Mantle - derived helium (%) = \frac{{(^{3} He /^{4} He)}_{S} - {(^{3} He /^{4} He)}_{C}}{{(^{3} He /^{4} He)}_{M} - {(^{3} He /^{4} He)}_{C}} \times 100 %

(1)

where (³He/⁴He)_S represents the ³He/⁴He isotope ratio in the sample, (³He/⁴He)_C represents the ³He/⁴He value of crustal-derived helium, which is taken as 2 × 10⁻⁸, and (³He/⁴He)_M represents the ³He/⁴He value of mantle-derived helium, which is taken as 1.1 × 10⁻⁵.

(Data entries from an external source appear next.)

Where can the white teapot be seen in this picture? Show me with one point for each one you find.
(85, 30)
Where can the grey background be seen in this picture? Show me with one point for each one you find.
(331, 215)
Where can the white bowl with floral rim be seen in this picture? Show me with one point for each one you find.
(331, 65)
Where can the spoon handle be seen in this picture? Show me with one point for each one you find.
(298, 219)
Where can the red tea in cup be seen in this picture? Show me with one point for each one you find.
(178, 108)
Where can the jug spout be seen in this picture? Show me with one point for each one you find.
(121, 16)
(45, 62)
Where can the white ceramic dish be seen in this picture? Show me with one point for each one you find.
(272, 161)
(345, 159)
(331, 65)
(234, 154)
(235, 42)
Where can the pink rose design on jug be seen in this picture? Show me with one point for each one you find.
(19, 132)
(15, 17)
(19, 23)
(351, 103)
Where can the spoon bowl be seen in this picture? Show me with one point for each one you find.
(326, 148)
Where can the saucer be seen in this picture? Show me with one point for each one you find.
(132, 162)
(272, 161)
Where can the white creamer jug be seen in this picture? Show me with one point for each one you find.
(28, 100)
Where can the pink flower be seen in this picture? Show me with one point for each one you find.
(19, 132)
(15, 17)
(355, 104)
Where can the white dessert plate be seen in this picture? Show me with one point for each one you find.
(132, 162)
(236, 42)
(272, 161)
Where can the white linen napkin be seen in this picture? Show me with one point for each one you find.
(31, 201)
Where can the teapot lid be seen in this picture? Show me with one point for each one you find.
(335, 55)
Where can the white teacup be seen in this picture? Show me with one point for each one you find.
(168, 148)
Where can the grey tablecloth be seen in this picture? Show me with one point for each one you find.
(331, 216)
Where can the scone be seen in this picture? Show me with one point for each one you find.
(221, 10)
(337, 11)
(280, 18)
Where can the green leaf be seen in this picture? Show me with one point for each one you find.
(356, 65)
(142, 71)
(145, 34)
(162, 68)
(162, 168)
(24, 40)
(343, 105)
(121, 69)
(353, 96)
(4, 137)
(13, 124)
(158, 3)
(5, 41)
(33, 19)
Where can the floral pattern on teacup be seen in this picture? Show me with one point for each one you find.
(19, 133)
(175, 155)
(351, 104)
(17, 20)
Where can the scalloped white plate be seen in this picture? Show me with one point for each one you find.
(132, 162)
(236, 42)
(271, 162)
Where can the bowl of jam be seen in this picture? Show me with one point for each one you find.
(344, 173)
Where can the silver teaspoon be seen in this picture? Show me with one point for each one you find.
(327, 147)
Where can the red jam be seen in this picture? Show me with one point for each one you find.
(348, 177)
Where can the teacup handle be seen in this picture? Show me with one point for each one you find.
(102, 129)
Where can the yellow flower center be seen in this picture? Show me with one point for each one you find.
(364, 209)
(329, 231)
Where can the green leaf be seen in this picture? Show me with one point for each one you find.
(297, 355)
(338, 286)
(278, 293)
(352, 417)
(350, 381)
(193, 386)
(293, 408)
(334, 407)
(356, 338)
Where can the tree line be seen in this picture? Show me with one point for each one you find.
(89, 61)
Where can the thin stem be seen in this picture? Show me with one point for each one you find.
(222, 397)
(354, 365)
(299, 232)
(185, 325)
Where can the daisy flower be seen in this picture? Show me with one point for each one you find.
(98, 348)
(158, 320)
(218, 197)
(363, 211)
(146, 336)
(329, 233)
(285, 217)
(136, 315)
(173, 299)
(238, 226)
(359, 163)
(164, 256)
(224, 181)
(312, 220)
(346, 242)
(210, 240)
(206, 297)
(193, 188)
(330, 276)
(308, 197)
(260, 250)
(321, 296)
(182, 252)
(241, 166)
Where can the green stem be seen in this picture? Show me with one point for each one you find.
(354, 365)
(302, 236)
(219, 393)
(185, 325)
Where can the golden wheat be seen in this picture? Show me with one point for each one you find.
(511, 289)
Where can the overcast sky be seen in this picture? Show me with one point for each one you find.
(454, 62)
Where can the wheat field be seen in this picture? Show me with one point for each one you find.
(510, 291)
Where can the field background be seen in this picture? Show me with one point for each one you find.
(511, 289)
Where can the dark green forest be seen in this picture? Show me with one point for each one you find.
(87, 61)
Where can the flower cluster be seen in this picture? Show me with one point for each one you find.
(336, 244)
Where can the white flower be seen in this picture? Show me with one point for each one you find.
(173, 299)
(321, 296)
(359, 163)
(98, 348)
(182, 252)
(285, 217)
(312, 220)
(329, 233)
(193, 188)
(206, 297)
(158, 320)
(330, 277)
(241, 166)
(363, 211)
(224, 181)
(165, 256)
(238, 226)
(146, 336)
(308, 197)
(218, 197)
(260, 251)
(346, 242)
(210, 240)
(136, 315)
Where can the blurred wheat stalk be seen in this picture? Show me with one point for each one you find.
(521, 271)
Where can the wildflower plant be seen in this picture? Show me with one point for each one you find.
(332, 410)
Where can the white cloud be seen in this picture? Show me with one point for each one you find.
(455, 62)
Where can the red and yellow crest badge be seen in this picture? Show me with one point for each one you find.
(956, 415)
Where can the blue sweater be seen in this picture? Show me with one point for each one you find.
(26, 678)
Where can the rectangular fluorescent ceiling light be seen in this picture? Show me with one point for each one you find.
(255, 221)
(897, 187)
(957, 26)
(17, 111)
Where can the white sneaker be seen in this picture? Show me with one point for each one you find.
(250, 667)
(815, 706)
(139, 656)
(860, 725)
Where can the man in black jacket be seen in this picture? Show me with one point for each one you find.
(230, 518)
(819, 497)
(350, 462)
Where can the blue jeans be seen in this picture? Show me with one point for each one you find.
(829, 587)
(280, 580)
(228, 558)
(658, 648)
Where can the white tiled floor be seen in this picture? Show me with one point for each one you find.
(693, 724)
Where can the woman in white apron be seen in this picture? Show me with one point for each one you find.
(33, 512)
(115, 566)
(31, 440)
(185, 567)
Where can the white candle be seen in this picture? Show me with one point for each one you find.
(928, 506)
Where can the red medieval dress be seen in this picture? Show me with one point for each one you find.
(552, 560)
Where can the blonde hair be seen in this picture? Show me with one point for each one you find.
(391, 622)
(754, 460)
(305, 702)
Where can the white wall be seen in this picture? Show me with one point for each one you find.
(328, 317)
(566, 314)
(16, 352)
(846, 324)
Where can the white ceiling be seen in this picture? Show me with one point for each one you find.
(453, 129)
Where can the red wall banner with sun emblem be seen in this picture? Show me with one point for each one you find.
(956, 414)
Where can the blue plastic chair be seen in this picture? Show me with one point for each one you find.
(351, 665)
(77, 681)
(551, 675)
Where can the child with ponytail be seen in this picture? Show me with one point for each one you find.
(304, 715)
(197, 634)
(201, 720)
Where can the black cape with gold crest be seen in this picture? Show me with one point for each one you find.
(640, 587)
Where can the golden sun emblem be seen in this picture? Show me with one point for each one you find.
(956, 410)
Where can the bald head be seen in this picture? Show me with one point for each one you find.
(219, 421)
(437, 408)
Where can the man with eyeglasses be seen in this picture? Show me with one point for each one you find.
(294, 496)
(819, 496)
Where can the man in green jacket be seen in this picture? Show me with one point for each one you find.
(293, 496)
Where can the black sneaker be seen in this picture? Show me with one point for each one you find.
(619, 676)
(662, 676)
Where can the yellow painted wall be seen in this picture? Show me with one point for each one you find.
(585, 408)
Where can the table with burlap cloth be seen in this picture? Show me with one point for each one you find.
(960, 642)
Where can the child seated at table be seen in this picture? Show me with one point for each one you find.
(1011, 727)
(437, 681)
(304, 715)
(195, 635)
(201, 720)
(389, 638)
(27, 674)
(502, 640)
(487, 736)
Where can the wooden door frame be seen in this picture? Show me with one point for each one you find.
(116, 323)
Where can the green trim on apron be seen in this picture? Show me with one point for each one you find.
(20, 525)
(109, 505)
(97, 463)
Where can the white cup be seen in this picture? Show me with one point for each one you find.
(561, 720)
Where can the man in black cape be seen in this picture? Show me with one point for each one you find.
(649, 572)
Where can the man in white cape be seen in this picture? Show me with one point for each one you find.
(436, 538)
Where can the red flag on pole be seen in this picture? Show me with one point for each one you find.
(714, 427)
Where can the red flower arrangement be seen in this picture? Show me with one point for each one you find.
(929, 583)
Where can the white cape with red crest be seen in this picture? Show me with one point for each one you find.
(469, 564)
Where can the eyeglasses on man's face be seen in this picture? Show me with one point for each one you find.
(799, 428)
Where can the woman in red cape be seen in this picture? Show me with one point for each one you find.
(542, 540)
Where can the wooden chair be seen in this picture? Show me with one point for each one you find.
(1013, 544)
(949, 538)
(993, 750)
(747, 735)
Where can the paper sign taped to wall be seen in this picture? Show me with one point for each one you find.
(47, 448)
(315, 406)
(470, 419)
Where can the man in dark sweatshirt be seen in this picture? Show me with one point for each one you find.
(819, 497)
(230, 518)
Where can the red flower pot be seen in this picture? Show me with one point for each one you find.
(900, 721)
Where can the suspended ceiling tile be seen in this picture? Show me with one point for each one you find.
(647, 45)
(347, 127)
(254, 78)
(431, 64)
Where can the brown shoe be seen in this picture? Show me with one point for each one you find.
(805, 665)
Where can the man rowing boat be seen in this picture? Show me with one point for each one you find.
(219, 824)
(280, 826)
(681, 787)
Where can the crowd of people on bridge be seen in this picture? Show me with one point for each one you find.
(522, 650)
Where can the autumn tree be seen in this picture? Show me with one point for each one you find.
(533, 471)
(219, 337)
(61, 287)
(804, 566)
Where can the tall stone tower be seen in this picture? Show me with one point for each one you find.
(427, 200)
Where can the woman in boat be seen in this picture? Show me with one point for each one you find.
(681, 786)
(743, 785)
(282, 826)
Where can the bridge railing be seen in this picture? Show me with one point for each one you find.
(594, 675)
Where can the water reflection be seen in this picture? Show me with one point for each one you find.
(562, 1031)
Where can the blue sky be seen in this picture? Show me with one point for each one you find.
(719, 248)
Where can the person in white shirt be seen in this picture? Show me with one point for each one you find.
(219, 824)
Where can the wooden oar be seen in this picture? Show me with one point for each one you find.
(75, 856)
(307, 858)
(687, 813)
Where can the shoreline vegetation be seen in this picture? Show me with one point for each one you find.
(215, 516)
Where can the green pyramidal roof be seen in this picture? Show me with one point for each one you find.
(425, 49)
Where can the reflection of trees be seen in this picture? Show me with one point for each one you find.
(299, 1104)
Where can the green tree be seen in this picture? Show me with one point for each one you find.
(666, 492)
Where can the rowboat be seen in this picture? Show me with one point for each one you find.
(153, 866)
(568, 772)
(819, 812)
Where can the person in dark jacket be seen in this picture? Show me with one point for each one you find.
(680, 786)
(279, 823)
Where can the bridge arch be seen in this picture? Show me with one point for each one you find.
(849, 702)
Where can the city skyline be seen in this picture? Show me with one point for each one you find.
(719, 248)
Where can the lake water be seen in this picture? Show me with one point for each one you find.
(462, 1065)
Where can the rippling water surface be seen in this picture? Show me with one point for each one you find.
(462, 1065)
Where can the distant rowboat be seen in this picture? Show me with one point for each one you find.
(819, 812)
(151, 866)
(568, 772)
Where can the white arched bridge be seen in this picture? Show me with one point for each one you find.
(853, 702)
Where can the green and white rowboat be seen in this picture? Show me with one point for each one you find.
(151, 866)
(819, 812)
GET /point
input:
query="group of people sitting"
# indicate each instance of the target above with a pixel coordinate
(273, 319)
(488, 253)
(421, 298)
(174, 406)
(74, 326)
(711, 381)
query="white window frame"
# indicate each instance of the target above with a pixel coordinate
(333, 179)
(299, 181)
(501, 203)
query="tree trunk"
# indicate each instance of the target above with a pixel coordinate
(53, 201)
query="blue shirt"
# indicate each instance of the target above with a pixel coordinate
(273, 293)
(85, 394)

The test and analysis results show that the ³He/⁴He ratio of natural gas in the Qingyang gas field ranges from 2.50 × 10⁻⁸ to 3.85 × 10⁻⁸, and the R/Ra ratio ranges from 0.02 to 0.03. The percentage of helium originating from the mantle is minimal, spanning from 0.046% to 0.168% (Table 2). Therefore, it can be inferred that the helium within the study area predominantly originates from the crust (Table 2). Compared with the basins in eastern China with intense tectonic activities, the Qingyang gas field, which is situated in the context of a stable craton basin, has a significantly lower R/Ra ratio in its natural gas (Figure 2). This disparity reveals the remarkable influence of different tectonic settings on the isotopic composition of helium.

Table 2.

Noble gas isotopic composition of natural gas in the Qingyang gas field.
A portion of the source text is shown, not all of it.